Health Management Associates
- Type: Public
- Defunct: 2014
- Fate: Acquired by Community Health Systems
- Headquarters: North Naples, Florida, United States

= Health Management Associates (Florida company) =

Health Management Associates was a for-profit corporation which operated hospitals and other health care facilities in the southern United States. It was headquartered at 5811 Pelican Bay Blvd. in North Naples, Florida.

==Background==
Health Management Associates (HMA) was an organization that provided people, processes, capital, and subject matter expertise to hospitals and physician practices per their individual needs or governing requirements. Additional functions that HMA provides to hospitals and provider groups are to invest capital for renewal of hospital facilities, recruiting of physicians to expand community resources or hospital services, and promote the use standardized best practices throughout HMA facilities.

In 2010, they purchased the former Wuesthoff Healthcare hospitals, headquartered in Rockledge, Florida for $145 million.

Community Health Systems entered into an agreement with HMA in 2013 to purchase HMA for about $3.6 billion in cash and stock. The merger made Community Health Systems the largest for-profit hospital operator (ranked by the number of hospitals) in the United States.

Before its 2014 acquisition, HMA provided services to 71 hospitals for an approximate 11,000 licensed beds throughout 15 states. 42,000 individuals in clinical and support roles enables HMA the ability to provide 3.5 million patient interactions yearly throughout their organization.

== 2012 Allegations of Medicare Fraud ==

In 2012, the CBS show, "60 Minutes," interviewed over 100 former employees of HMA. These former employees criticized HMA of implementing unethical for-profit measures. They alleged that HMA has established hospital admission goals of 20% or higher that their physicians must adhere to, or face termination. The former employees said that these goals had resulted in an admission of more than 50% of patients aged 65 or over, regardless of medical need. Paul Meyers, HMA's former director of compliance and a 30-year FBI veteran, accused the chain of Medicare fraud. The hospital chain is being investigated by the US Justice Department, Kroft added, which has subpoenaed records pertaining to emergency-room management and a software program used by ER doctors.

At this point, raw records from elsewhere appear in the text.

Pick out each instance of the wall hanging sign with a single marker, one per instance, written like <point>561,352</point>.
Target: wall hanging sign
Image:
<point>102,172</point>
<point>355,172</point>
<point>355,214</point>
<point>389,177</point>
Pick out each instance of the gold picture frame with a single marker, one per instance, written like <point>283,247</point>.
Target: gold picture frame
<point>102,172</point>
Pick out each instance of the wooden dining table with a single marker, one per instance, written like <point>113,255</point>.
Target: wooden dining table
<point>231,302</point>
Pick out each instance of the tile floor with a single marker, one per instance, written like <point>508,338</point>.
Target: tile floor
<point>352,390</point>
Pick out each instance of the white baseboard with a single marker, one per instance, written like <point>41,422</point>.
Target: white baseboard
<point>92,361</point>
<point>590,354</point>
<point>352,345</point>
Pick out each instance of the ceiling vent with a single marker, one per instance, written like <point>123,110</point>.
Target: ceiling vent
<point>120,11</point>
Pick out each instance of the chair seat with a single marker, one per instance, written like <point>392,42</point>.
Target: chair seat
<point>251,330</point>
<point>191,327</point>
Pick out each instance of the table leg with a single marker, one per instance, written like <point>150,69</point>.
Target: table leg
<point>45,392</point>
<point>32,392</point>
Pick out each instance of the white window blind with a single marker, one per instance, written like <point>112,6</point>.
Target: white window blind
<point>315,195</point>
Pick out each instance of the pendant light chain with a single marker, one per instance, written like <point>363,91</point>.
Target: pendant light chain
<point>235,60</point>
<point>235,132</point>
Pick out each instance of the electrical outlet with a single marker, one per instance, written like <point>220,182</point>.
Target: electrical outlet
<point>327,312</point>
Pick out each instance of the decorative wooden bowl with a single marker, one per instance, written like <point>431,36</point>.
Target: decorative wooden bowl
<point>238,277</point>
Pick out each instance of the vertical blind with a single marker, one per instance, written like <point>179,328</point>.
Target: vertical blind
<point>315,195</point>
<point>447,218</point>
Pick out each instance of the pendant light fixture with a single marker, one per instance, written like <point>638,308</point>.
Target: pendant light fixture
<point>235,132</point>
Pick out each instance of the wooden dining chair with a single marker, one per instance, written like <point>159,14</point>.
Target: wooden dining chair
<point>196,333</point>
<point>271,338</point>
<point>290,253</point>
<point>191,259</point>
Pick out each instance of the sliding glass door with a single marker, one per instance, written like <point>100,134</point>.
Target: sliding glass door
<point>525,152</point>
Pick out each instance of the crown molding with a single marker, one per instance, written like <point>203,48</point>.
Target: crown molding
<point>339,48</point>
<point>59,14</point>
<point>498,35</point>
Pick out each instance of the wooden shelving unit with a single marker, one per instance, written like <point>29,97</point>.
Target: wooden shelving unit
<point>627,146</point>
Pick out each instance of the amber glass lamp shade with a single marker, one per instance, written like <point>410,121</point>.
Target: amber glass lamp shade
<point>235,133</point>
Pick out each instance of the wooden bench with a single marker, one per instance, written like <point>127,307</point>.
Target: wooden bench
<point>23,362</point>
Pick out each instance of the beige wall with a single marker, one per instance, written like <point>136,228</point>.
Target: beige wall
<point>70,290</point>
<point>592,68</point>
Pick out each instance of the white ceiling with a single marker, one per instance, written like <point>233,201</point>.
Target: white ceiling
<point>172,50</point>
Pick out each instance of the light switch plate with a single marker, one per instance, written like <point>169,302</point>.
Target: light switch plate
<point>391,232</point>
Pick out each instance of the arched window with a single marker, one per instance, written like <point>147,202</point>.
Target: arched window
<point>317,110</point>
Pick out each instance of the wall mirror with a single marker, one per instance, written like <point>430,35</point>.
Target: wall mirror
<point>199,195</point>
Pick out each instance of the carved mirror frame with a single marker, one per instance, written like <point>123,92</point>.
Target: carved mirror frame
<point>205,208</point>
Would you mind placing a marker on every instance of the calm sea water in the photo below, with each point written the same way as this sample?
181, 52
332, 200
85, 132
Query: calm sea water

== 2014 Allegations of attempt to inflate bills ==

In 2014, The New York Times reported that the Justice Department had joined eight separate whistle-blower lawsuits against HMA in six states. The lawsuits alleged a wide-ranging strategy that attempted to inflate HMA's payments from Medicare and Medicaid by increasing hospital admissions. The Justice Department accused HMA of admitting patients to hospitals regardless of whether they needed hospital care and pressuring doctors to admit patients to the hospital. Page Vaughan, who is accused of pressuring doctors to wrongfully admit is working at a small rural hospital in Chester, South Carolina as of 2014.